The Geology of Mount Everest

The History of the World's Tallest Mountain

Mountain
The sedimentary and metamorphic rock layers on Mount Everest gently tilt northward while granite basement rocks are found on Nuptse and below the mountain. Pavel Novak/Wikimedia Commons

The Himalayan range, topped by 29,035-foot Mount Everest, the tallest mountain in the world, is one of the largest and most distinct geographic features on the earth's surface. The range, running northwest to southeast, stretches 1,400 miles; varies between 140 miles and 200 miles wide; crosses or abuts five different countries—India, Nepal, Pakistan, Bhutan, and the People's Republic of China; is the mother of three major rivers—the Indus, Ganges, and Tsampo-Bramhaputra; and boasts over 100 mountains that exceed 23,600 feet.

Formation of the Himalayas

Geologically speaking, the Himalayas and Mount Everest are relatively young. They began forming over 65 million years ago when two of the earth's great crustal plates—the Eurasian plate and the Indo-Australian plate—collided. The Indian subcontinent moved northeastward, crashing into Asia, folding and pushing the plate boundaries until the Himalayas were eventually over five miles tall. The Indian plate, moving forward about 1.7 inches per year, is being slowly pushed under or subducted by the Eurasian plate, which obstinately refuses to move. As a result, the Himalayas and the Tibetan Plateau continue to rise about 5 to 10 millimeters each year. Geologists estimate that India will continue moving northward for almost a thousand miles over the next 10 million years.
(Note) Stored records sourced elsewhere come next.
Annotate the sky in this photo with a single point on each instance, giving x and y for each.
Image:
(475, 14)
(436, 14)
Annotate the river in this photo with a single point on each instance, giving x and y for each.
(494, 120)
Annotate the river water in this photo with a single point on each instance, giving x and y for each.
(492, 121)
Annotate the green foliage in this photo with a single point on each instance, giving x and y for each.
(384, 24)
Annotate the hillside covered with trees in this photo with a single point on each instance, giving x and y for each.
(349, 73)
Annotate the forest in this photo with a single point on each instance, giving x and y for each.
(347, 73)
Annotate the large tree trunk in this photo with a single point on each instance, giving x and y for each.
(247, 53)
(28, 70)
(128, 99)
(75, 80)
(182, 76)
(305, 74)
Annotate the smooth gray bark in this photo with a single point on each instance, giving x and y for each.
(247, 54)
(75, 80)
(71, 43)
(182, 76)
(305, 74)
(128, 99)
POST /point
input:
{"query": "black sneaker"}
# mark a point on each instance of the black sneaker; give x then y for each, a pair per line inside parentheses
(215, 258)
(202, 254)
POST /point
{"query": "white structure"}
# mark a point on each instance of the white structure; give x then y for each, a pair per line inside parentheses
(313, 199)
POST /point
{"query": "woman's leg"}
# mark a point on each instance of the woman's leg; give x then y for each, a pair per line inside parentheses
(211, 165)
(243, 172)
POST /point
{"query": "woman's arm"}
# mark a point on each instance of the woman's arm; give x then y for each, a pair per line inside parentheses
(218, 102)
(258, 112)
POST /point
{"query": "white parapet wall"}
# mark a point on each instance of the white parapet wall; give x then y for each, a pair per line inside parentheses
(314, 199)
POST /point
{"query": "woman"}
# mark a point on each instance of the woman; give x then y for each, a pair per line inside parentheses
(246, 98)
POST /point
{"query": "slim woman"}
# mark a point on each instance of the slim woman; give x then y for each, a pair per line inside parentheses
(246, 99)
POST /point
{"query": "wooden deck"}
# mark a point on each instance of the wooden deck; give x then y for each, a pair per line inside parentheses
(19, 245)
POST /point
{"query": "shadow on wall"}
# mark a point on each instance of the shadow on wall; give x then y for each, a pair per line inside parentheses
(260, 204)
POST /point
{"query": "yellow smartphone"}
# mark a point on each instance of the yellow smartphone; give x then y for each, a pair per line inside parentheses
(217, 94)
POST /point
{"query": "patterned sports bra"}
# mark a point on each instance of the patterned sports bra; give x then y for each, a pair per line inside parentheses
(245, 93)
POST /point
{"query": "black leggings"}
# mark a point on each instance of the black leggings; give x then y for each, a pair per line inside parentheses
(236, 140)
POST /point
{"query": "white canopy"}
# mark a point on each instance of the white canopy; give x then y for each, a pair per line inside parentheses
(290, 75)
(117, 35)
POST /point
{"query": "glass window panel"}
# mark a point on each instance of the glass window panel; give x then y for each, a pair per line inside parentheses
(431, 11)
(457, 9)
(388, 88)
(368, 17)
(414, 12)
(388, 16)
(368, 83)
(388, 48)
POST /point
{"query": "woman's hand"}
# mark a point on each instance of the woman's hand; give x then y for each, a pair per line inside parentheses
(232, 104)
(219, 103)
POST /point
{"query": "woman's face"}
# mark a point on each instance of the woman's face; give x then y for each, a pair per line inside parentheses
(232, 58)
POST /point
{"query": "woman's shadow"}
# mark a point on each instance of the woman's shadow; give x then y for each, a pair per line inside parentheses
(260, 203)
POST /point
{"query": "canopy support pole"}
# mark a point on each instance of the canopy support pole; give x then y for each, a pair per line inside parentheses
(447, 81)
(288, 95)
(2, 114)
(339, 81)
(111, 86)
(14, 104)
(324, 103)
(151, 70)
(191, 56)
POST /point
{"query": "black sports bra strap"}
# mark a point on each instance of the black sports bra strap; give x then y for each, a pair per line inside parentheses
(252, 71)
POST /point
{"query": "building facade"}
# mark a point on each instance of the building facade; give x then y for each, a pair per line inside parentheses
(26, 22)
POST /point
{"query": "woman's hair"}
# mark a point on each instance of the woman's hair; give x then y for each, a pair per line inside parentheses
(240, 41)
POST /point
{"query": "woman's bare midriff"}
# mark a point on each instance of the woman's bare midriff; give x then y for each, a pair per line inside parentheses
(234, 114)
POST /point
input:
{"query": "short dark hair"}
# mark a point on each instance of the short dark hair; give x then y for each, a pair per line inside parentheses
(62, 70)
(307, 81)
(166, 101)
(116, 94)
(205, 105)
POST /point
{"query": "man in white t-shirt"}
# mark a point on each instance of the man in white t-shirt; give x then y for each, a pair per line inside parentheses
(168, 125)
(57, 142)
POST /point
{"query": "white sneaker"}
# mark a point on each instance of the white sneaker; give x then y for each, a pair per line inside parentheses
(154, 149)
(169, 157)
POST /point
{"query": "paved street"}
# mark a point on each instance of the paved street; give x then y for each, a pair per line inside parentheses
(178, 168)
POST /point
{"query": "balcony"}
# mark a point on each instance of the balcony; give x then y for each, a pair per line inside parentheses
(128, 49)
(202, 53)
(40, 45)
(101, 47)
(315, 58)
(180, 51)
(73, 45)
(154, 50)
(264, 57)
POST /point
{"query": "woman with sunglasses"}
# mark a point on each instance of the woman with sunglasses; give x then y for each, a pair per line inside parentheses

Peak Formation and Fossils

As two crustal plates collide, heavier rock is pushed back down into the earth's mantle at the point of contact. Meanwhile, lighter rock such as limestone and sandstone is pushed upward to form the towering mountains. At the tops of the highest peaks, like that of Mount Everest, it is possible to find 400-million-year-old fossils of sea creatures and shells that were deposited at the bottom of shallow tropical seas. Now the fossils are exposed at the roof of the world, over 25,000 feet above sea level.

Marine Limestone

The peak of Mount Everest is made up of rock that was once submerged beneath the Tethys Sea, an open waterway that existed between the Indian subcontinent and Asia over 400 million years ago. For the great nature writer John McPhee, this is the most significant fact about the mountain:

When the climbers in 1953 planted their flags on the highest mountain, they set them in snow over the skeletons of creatures that had lived in the warm clear ocean that India, moving north, blanked out. Possibly as much as twenty thousand feet below the seafloor, the skeletal remains had turned into rock. This one fact is a treatise in itself on the movements of the surface of the earth. If by some fiat I had to restrict all this writing to one sentence, this is the one I would choose: The summit of Mt. Everest is marine limestone.

Sedimentary Layers

The sedimentary rock layers found on Mount Everest include limestone, marble, shale, and pelite; below them are older rocks including granite, pegmatite intrusions, and gneiss, a metamorphic rock. The upper formations on Mount Everest and neighboring Lhotse are filled with marine fossils.

Main Rock Formations

Mount Everest is composed of three distinct rock formations. From the mountain base to the summit, they are: the Rongbuk Formation; the North Col Formation; and the Qomolangma Formation. These rock units are separated by low-angle faults, forcing each one over the next in a zigzag pattern.

The Rongbuk Formation includes the basement rocks below Mount Everest. The metamorphic rock includes schist and gneiss, a finely banded rock. Intruded between these old rock beds are great sills of granite and pegmatite dikes where molten magma flowed into cracks and solidified.

The complex North Col Formation, which begins about 4.3 miles up the mountain, is divided into several distinct sections. The upper section is the famous Yellow Band, a yellow-brown rock band of marble, phyllite with muscovite and biotite, and semischist, a slightly metamorphosed sedimentary rock. The band also contains fossils of crinoid ossicles, marine organisms with skeletons. Below the Yellow Band are alternating layers of marble, schist, and phyllite. The lower section is composed of various schists made of metamorphosed limestone, sandstone, and mudstone. At the bottom of the formation is the Lhotse detachment, a thrust fault that divides the North Col Formation from the underlying Rongbuk Formation.

The Qomolangma Formation, the highest section of rock on the summit pyramid of Mount Everest, is made of layers of Ordovician-age limestone, recrystallized dolomite, siltstone, and laminae. The formation starts about 5.3 miles up the mountain at a fault zone above the North Col Formation, and ends at the summit. The upper layers have many marine fossils, including trilobites, crinoids, and ostracods. One 150-foot layer at the bottom of the summit pyramid contains the remains of microorganisms, including cyanobacteria deposited in shallow warm water.